「別府温泉・浦添の湯、給湯スタート~」-。大分県別府市(長野恭紘市長)が熊本・大分地震で受けた支援に恩返しをしようと、全国46都道府県を回り、温泉の湯を配達する事業で2日、沖縄県浦添市の前田高齢者複合施設(宮村道枝代表)に別府温泉から100%源泉が届けられた。長野市長が自ら配達した湯で足湯を楽しんだ利用者らは「気持ちいい。熱さもちょうどいい」と本場の湯を満喫した。
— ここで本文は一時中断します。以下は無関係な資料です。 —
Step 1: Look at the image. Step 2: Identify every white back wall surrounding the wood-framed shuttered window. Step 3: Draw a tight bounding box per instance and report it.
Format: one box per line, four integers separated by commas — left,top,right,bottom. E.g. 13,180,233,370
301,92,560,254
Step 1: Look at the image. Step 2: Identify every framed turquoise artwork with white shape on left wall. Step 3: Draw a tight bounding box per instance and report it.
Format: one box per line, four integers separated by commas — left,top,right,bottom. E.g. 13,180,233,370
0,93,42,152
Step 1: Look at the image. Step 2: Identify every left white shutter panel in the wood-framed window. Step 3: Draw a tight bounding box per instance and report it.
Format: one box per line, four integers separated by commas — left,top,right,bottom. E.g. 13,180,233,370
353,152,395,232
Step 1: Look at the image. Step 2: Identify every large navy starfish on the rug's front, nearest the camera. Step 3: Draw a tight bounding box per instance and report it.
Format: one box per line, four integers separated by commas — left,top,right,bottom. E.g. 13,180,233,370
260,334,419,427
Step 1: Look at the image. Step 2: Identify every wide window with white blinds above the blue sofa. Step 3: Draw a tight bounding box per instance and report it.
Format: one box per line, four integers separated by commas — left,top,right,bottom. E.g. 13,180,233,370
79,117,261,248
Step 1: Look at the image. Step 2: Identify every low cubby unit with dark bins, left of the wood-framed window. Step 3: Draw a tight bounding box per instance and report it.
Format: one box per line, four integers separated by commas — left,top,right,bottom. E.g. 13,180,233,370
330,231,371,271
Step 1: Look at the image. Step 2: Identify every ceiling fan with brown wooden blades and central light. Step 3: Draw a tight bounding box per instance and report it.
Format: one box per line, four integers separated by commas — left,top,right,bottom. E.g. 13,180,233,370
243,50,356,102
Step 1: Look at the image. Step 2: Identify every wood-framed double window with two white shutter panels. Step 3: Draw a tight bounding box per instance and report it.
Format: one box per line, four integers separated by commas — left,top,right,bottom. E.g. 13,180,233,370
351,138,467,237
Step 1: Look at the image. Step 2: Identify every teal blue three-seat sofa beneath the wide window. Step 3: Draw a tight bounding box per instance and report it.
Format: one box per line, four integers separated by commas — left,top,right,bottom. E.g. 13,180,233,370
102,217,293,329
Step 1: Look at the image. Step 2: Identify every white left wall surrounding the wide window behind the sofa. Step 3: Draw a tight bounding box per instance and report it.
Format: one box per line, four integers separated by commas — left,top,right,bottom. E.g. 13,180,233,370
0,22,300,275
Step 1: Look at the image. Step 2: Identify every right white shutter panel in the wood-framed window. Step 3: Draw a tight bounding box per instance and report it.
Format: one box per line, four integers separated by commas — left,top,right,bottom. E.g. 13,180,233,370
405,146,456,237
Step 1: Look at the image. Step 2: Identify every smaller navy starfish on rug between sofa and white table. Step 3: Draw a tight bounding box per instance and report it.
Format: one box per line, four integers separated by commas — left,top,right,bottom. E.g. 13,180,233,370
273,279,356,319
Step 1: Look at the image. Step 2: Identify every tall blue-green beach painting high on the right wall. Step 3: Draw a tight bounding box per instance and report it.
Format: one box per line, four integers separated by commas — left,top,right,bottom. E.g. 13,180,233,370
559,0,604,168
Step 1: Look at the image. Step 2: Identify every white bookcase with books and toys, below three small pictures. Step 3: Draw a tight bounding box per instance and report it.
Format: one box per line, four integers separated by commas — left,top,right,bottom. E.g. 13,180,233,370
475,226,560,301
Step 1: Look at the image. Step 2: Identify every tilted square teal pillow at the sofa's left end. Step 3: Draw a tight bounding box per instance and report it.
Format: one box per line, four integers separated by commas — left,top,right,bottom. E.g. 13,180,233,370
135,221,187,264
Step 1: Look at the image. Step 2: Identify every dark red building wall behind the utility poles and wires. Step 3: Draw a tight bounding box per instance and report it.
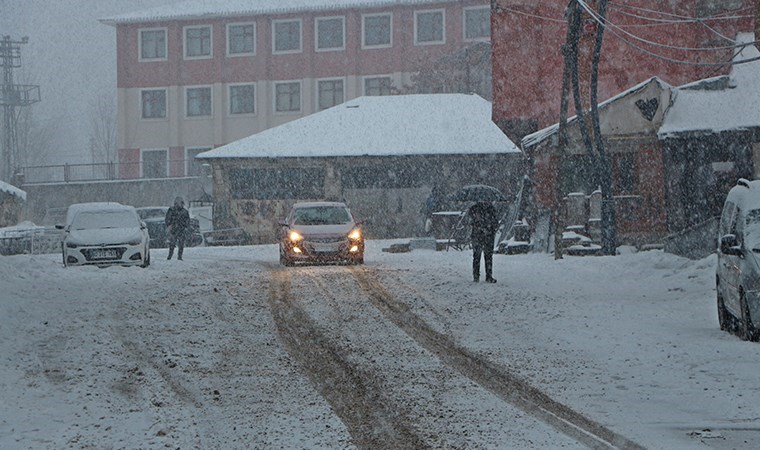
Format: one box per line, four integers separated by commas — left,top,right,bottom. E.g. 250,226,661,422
491,0,755,142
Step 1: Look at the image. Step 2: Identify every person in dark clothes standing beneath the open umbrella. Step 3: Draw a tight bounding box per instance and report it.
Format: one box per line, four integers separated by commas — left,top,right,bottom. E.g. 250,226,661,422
467,202,499,283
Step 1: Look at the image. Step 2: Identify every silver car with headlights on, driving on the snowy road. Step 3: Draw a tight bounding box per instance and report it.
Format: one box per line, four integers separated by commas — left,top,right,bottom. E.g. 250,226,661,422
279,202,364,266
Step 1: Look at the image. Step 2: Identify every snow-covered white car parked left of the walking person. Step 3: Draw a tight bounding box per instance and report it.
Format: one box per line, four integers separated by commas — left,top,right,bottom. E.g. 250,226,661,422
56,202,150,267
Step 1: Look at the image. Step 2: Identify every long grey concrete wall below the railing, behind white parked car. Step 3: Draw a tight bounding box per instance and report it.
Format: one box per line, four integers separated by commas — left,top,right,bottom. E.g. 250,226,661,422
21,177,211,225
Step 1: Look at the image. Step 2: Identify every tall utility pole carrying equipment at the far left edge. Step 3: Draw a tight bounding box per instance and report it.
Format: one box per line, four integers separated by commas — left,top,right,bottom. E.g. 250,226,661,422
0,36,40,181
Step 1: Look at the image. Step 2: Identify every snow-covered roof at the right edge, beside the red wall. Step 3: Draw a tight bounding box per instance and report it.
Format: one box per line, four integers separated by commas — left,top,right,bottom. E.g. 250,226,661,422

長野恭紘別府市長(手前左から時計回りに3人目)と一緒に足湯を楽しむお年寄り=2日、浦添市・前田高齢者複合施設(崎浜秀也撮影)

 別府市は昨年5月から約1年かけて「別府温泉の恩返し」として配達を続け、沖縄が全国の「最終便」。約2千トンの源泉をフェリーで丸1日かけて運び、2、3の両日で那覇市など4市の6個人宅と1施設を回る。

 同施設への温泉配達は、浦添商工会議所青年部が震災直後の7月に長野市長を訪ね、義援金10万円を手渡したことから実現した。

 青年部の稲垣良一前会長と儀間浩樹会長は「見返りを期待して支援したわけではないが、地域のお年寄りが喜ぶ顔が見られてめちゃくちゃうれしい。正直足湯に交ざりたいけど、今度別府へ行って温泉を楽しもうかな」と笑顔で話した。

 足湯につかった池宮城ツル子さん(81)は「別府には行ったことがなくて楽しみだった。気持ち良くて離れたくない」とうっとり。久手堅トシ子さん(82)は「最高。今夜はぐっすり眠れるはず」と声を弾ませた。

 長野市長は「感謝の気持ちと元気になったという報告で全国を回ったが、逆にお礼を言われる。これを市民に伝え、エネルギーにしたい。別府温泉の良さを知ってもらえたはずなので、観光にも訪れて」と期待した。